U.S. courts have enforced rewards-based contracts against foreign sovereigns as far back as 1798. See Ellison v. The Bellona, 8 F.Cas. 559, 559 (D.S.C.1798). That is because, as the Eleventh Circuit aptly explained, “[a]nything that makes it easier for countries to welch on their promises to pay for information decreases the real value of any reward they offer and makes it less likely that an offer will be accepted” and so “jeopardize^] ... [the] *51vital interests ... of every country that offers rewards for information, including this country.” Guevara v. Republic of Peru, 468 F.3d 1289, 1303-04 (11th Cir. 2006).2 Failing to recognize jurisdiction here rewards Kenya’s decision to default on its promise to pay Odhiambo for the valuable information he provided at great risk to himself. It thereby' threatens the interests of all countries, including our own, to encourage disclosure of information that may be critical to effective enforcement of the law against threats ranging from tax evasion to terrorism.3
I believe finding a direct effect on these facts is warranted and so, respectfully, dissent.

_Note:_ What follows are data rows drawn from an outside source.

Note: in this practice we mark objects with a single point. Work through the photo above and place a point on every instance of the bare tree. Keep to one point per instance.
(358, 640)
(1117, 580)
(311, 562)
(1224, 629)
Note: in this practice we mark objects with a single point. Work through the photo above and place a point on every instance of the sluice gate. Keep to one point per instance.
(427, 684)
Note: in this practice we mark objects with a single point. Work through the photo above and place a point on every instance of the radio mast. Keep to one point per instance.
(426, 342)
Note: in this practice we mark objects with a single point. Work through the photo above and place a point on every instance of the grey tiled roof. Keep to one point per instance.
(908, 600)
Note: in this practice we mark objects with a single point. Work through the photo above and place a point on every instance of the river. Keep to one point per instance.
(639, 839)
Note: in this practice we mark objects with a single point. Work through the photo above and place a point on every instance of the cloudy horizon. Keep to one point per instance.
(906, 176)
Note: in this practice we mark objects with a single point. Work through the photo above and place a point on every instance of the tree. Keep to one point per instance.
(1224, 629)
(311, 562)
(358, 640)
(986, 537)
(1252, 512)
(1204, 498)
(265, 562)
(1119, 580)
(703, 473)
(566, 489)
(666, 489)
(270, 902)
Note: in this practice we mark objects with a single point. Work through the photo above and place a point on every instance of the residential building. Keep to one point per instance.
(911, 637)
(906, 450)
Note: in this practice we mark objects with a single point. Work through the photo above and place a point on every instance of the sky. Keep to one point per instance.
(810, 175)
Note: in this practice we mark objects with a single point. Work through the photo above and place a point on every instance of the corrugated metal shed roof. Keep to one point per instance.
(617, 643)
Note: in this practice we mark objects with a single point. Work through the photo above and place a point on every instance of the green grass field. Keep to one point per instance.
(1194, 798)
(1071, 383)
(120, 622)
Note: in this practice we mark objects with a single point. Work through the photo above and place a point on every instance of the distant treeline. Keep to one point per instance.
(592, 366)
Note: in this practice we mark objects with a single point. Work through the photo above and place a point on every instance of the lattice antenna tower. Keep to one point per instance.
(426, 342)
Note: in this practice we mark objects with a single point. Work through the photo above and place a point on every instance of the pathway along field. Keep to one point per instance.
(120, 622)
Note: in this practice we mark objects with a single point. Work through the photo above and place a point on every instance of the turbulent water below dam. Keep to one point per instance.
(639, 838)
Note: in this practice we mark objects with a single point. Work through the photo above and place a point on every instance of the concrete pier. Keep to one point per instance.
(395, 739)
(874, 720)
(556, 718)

. The "immediate consequence” inquiry does not hinge on the non-existence of any arguably intervening event. It is always possible to identify some "intervening event” if one parses finely enough, be it changed economic or political conditions affecting commercial activities, or the purchase of a plane ticket for travel with a stopover. The focus of the inquiry is, instead, on whether the actions of both parties create a sufficient nexus to the United States for a breach to cause a nontrivial consequence here.
. The court eventually found no direct effect" in the United States of the reward contract in Guevara, but did so, not for lack of contractual designation of the United States as the place of performance, but because Guevara was in the United States as " 'an immediate consequence’ of his criminal activity, not of Peru's offer of a reward for Montesi-nos’s capture.” Guevara v. Republic of Peru, 608 F.3d 1297, 1310 (11th Cir.2010).
. Reward contracts are an important source of valuable information for governments around the world, and there are strong reasons to believe that they should be enforceable, and be understood as such by people who might respond to them. The U.S. Department of State, for example, runs a "Rewards for Justice” program that currently offers a reward of up to $25 million for Ayman al-Zawahiri (the current head of al-Qaeda), among others. See Rewards for Justice, Most Wanted, http://www.rewardsfoijustice.net/ english/most-wanted/all-regions.html (last visited Aug. 12, 2014). The United States additionally offers rewards pursuant to the False Claims Act, and the Internal Revenue Service, Securities and Exchange Commission, and Commodity Futures Trading Commission also administer rewards programs. According to a 2012 news report, the biggest reward paid at that point was $104 million by the IRS for to a bank employee who, like Odhiambo, provided information on tax evasion. See David Kocieniewski, Whistle-Blower Awarded $104 Million by I.R.S., N.Y. Times, Sept. 12, 2012, at Al.